Existen de 6 a 12 posiciones que una persona con enfermedad pulmonar puede adoptar para drenar el moco desde ciertas partes de los pulmones. Otra persona puede golpear ligeramente en ciertas áreas para ayudar a aflojar el moco y permitir que éste sea expulsado. Otras formas de aliviar la congestión pulmonar por fibrosis quística o bronquiectasia son los aerosoles inhalados y los dispositivos de percusión.
Expectativas (pronóstico)
En la actualidad, los registros de la enfermedad indican que el 40% de los pacientes con fibrosis quística tienen más de 18 años.
Actualmente, el período de vida promedio para aquellos que llegan a la adultez es de aproximadamente 35 años, un aumento considerable registrado durante las últimas tres décadas.
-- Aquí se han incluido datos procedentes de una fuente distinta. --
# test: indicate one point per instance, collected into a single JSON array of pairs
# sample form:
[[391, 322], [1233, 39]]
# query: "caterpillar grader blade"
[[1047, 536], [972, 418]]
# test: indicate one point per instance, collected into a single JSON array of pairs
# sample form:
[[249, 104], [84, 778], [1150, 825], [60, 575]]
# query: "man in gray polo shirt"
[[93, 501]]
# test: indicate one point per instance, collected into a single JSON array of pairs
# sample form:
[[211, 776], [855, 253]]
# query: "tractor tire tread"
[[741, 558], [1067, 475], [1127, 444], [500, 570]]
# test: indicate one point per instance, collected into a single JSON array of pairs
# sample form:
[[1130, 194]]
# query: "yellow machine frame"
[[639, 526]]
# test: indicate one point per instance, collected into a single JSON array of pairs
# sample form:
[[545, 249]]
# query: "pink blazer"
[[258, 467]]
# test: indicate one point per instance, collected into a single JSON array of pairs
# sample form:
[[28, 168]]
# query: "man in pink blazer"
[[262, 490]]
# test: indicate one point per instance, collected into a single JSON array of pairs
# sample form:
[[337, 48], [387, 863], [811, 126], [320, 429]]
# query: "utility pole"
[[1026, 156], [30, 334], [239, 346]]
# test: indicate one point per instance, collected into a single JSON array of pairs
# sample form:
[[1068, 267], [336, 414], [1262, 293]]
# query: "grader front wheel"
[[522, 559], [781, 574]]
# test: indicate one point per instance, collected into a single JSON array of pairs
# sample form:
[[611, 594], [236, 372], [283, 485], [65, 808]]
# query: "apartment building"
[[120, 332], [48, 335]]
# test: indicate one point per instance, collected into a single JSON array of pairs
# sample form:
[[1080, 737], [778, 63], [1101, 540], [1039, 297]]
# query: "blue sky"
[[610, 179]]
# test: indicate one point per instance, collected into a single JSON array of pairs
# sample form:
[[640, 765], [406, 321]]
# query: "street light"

La muerte generalmente es causada por complicaciones pulmonares.
Complicaciones
Las infecciones respiratorias crónicas son las complicaciones más habituales.
Neumonía recurrente
Neumotórax
Tos con sangre
Insuficiencia respiratoria crónica
Cor pulmonale
Enfermedad hepática
Diabetes
Osteoporosis y artritis
Situaciones que requieren asistencia médica
Se debe consultar con el médico si se presentan síntomas que sugieren que un bebé o un niño puede tener fibrosis quística.
Igualmente, se debe acudir al médico si alguna persona con fibrosis quística presenta síntomas nuevos, particularmente dificultad respiratoria o tos con sangre.
Prevención
No existe un modo de prevenir esta enfermedad. Si se examinan los familiares de un paciente con fibrosis quística, se podrá detectar el gen hasta en entre el 60% y el 90% de los portadores, según la prueba que se utilice.